According to a report by Pymnts.com, Facebook is launching “Dynamic Ads For Real Estate,” a new advertising feature that could pose a challenge to Zillow’s positon in the real estate advertising segment. The Facebook product integrates real estate firms’ existing listing data into the Facebook advertising platform. The ads would compete with Zillow’s product, which allows real estate agents to advertise to prospective homebuyers and sellers on its site, according to the article.

Keith Watts, the head of real estate and financial services at Facebook, said it is using targeting technology similar to Amazon’s to display user-specific real estate listings as people utilize the social media network.

“Real estate is an area we’re betting big on as a company. I think there’s a lot of ways that we can help the industry in general.”

Facebook claims the service is perfect for brokerages with at least 100 listings on their website. Watts said it should be in their sweet spots.

“For the folks that can have that amount of volume, we think it’s going to work really well — and once it’s set up, it’s pretty much automatic, you don’t have to spend a lot of manpower to keep the system up and running.”

Don’t expect Zillow to fold under competition. It posted second quarter results that exceeded expectations with marketplace sales up 30 percent year-over-year, real estate revenues up 45 percent year-over-year, and display and growing at 9 percent a year. Zillow’s stock price is up 10 percent in 2017. Spencer Rascoff, CEO of Zillow Group, recently told investors that and advertisers/agents view us as an effective way to buy Facebook advertisements, more effective than from buying it directly from Facebook.

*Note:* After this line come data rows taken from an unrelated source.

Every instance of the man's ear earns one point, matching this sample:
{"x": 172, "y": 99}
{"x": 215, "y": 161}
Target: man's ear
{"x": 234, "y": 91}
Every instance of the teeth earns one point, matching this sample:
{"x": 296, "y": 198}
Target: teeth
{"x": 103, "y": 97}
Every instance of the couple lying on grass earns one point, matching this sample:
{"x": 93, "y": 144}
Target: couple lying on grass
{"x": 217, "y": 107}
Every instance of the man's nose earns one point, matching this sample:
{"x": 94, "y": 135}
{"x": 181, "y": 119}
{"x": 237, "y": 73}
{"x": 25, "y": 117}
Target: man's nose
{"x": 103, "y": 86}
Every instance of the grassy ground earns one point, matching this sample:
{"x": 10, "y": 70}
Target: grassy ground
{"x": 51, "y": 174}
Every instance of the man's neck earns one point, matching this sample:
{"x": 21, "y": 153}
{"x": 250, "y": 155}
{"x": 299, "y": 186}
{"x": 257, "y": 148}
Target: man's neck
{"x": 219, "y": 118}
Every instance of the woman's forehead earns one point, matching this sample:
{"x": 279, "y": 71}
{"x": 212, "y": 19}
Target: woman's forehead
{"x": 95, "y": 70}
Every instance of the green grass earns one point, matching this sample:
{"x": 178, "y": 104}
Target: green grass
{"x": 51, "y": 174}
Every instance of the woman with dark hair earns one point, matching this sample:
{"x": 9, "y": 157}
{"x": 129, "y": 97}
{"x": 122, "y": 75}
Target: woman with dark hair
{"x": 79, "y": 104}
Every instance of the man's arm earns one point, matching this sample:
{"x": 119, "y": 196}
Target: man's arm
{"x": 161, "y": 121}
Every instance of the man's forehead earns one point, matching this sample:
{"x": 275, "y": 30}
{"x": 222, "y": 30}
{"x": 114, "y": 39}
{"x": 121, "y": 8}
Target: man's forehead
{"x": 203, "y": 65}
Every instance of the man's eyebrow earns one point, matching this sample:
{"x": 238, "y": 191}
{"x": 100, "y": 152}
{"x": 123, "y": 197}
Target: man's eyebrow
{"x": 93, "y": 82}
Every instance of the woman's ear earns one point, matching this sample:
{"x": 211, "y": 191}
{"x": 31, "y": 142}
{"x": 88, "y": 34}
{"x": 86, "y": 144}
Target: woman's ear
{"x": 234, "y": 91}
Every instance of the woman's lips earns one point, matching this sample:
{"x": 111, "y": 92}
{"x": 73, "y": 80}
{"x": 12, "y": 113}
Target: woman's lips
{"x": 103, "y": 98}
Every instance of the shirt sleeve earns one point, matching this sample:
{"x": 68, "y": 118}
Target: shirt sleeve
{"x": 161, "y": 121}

“In the case of either of these horizontal players, I do think it’s very difficult for horizontal players to compete with vertical companies that are focused on the vertical and have as big a brand as our family of brands have. And I do think it’s also important to understand how this ad product that we have differs from other ad products. We saw an ad product that connects the consumer with the real estate professional at the time and place that they’re shopping for a specific home. That’s very different from Amazon’s rumored directory of real estate agents or Facebook’s ad product that tries to drive traffic back to a brokerage website. So, a lead generation product that’s tied to a home search is quite different, and I think will always be more attractive to an advertiser than a branding ad product or a product that tries to drive traffic to their website. So those are some of our concluding thoughts on our ability to compete with horizontal players.”